The eeriest hotel experience I’ve had was in Seattle. I was with a large group and we were staying for a week and we found a place that offered apartment style living. Not unlike the bungalows at our very own Grand Hotel, we thought, and how nice to have the option of cooking, especially when you’ve been on the road for a while, as we had. The photos on the internet looked cozy and inviting and we expected the week’s accommodations to be a kind of oasis.

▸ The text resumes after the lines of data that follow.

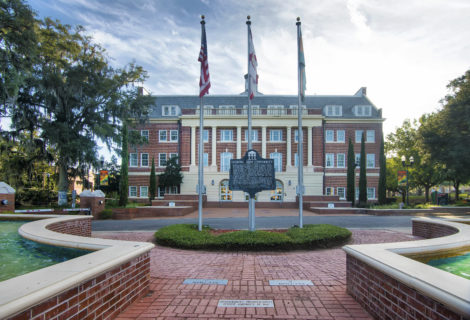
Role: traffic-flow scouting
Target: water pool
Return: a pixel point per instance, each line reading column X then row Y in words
column 19, row 256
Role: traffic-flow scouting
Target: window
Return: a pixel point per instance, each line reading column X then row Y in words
column 226, row 135
column 363, row 111
column 225, row 161
column 358, row 160
column 254, row 135
column 144, row 192
column 144, row 134
column 359, row 135
column 162, row 135
column 227, row 110
column 169, row 110
column 340, row 136
column 225, row 192
column 294, row 108
column 133, row 161
column 275, row 135
column 254, row 110
column 132, row 191
column 370, row 193
column 330, row 191
column 144, row 160
column 334, row 111
column 370, row 160
column 370, row 136
column 330, row 160
column 173, row 155
column 276, row 194
column 340, row 160
column 174, row 135
column 162, row 159
column 276, row 110
column 277, row 157
column 329, row 136
column 341, row 192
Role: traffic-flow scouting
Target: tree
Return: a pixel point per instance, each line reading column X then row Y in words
column 17, row 50
column 74, row 97
column 447, row 132
column 172, row 175
column 351, row 175
column 382, row 174
column 124, row 183
column 152, row 182
column 362, row 175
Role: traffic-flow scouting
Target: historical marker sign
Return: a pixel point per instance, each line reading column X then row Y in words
column 252, row 173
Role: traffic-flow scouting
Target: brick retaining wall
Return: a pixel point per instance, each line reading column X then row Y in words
column 387, row 298
column 431, row 230
column 103, row 297
column 81, row 227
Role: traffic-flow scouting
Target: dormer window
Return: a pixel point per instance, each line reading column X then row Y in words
column 169, row 111
column 333, row 110
column 363, row 111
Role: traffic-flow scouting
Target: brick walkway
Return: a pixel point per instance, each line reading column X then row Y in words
column 248, row 276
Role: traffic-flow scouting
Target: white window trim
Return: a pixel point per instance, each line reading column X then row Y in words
column 140, row 191
column 332, row 162
column 344, row 160
column 160, row 159
column 160, row 135
column 141, row 160
column 130, row 194
column 222, row 136
column 344, row 136
column 271, row 135
column 136, row 159
column 332, row 136
column 177, row 136
column 367, row 136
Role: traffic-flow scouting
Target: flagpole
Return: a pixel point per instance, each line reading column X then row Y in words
column 251, row 201
column 300, row 158
column 201, row 148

When we arrived, unfamiliar with Seattle, we found our little hotel to be right on the border of something called Pill Hill, which, turns out to be the neighborhood where all the hospitals are. And this nice establishment that offered short to long term fully furnished apartment stays at reasonable prices turned out to almost exclusively serve patients on transplant waitlists and their families. We learned this on our first day, on meeting a woman from Iowa, or maybe Idaho, who sat smoking out front as her father waited upstairs for a new lung. She was turned out to be a constant fixture, sometimes sitting, sometimes pacing, always wanting to talk. Others we met more slowly, as the week wore on, in the elevator or the parking lot. All these people biding their time, trudging the burden of illness around to the sights of Seattle.

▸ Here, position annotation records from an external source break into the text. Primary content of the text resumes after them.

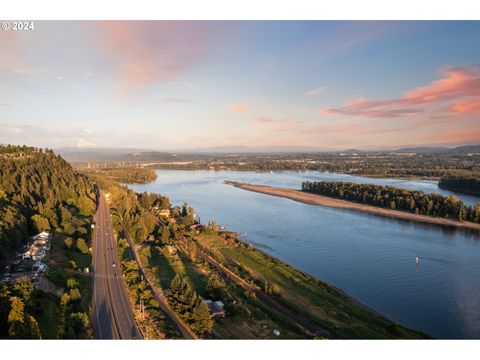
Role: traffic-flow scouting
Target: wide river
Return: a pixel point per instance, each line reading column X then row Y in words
column 369, row 257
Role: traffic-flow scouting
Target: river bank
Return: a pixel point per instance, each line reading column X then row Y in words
column 319, row 200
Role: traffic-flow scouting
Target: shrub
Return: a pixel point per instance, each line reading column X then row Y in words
column 82, row 246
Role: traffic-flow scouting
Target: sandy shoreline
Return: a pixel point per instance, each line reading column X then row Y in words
column 319, row 200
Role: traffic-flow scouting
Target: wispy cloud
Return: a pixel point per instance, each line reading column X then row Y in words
column 147, row 52
column 316, row 91
column 28, row 71
column 238, row 108
column 459, row 86
column 84, row 143
column 277, row 124
column 176, row 101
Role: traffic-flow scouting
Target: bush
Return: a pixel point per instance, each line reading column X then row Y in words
column 82, row 246
column 68, row 242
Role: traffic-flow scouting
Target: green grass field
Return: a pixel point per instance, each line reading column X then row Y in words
column 321, row 302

Perhaps all of this would have felt different if the apartments hadn’t been so severely miserable. I will remember that lumpy, springy bed as the worst I’ve ever slept on in my life. The blankets were shamefully thin and even torn, which I have never seen in any other hotel in my life. The rugs were stained. The hot water was scant. The living room furniture was ravaged and, in some cases, broken outright. Thinking of being ill in one of those beds is nearly unbearable to me, and yet those apartments were full of people stuck in exactly that position.
I guess these are the weeks of praising, again and again, our delicious beds. Really, though, the most important thing a hotel can do is to give a traveler a comfortable place to sleep. It seems so simple.